After completing her internship in the Midwest, Alexander returned to the East Coast and converted part of her home in Brewerytown (North Philadelphia) into a six-bed clinic called the Aspiranto Health Home.

Alexander had difficulty finding equal treatment for her patients from hospitals, but insisted on treating both African American and white patients during the late 1930s and 1940s.

Faith was essential to Alexander. When she was a freshman at the University of Pennsylvania in 1917, she attended her first Quaker meeting. Many of Alexander's white patients were members of the Society of Friends (Quakers).

"She had close friends at Race and Arch Street (Quaker) monthly meetings, and she joined the Fireside Club, an interracial group of white Friends and African Americans dedicated to interracial understanding," Gamble said.

Alexander became the first African American nominated to the Race Relations Committee of Philadelphia Yearly Meeting. As part of her efforts with that committee, she worked to integrate Philadelphia Hospital. After some time, Alexander sought membership at Germantown Friends Monthly Meeting.

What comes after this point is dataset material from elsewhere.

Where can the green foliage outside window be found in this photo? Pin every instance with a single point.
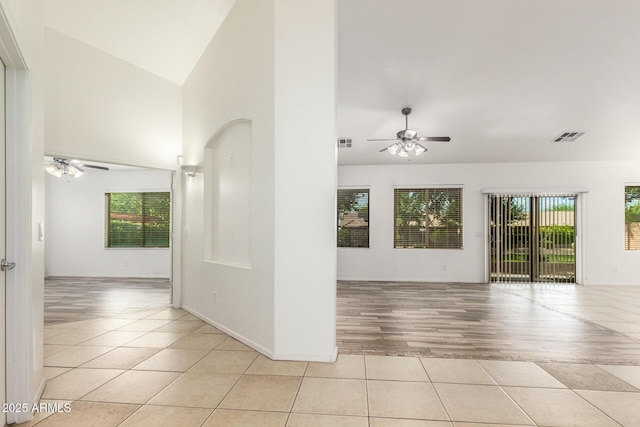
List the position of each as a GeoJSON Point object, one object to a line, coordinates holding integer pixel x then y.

"Despite her already respected status in the Quaker community, Friends were once again split in their support of her membership," Gamble said. "In 1931, over one year after she applied (and 14 years after her first Quaker meeting), she was finally approved for membership and became the only African American (Quaker) member Germantown Friends Monthly Meeting."

Over the years, Alexander fought to break down systemic barriers in the medical profession and advocated on behalf of her Black patients. She conducted research on the social, economic and health problems of North Philadelphia, yielding startling results about the health disparities affecting Black patients, including high infant mortality rates and higher death rates for tuberculosis. In 1936, Alexander became the first Black student to attend Yale School of Public Health.

Alexander paved the way for other young physicians and for her colleague Dr. Helen Dickens, who mentors Gamble.

Gamble is the author of several acclaimed publications on the history of race and racism in American medicine and bioethics, is a member of the National Academy of Medicine and National Academy of Sciences and is a Fellow of the Hastings Center. She chaired the committee that led a successful campaign to obtain an apology in 1997 from President Clinton for the United States Public Health Syphilis Study at Tuskegee.

The Daniel E. and Helen N. Sonenshine Endowed Lecture Series in Infectious Diseases was created so ODU students would be able to learn, listen and meet expert scientists in the hopes that they would enter or contribute to the infectious diseases field.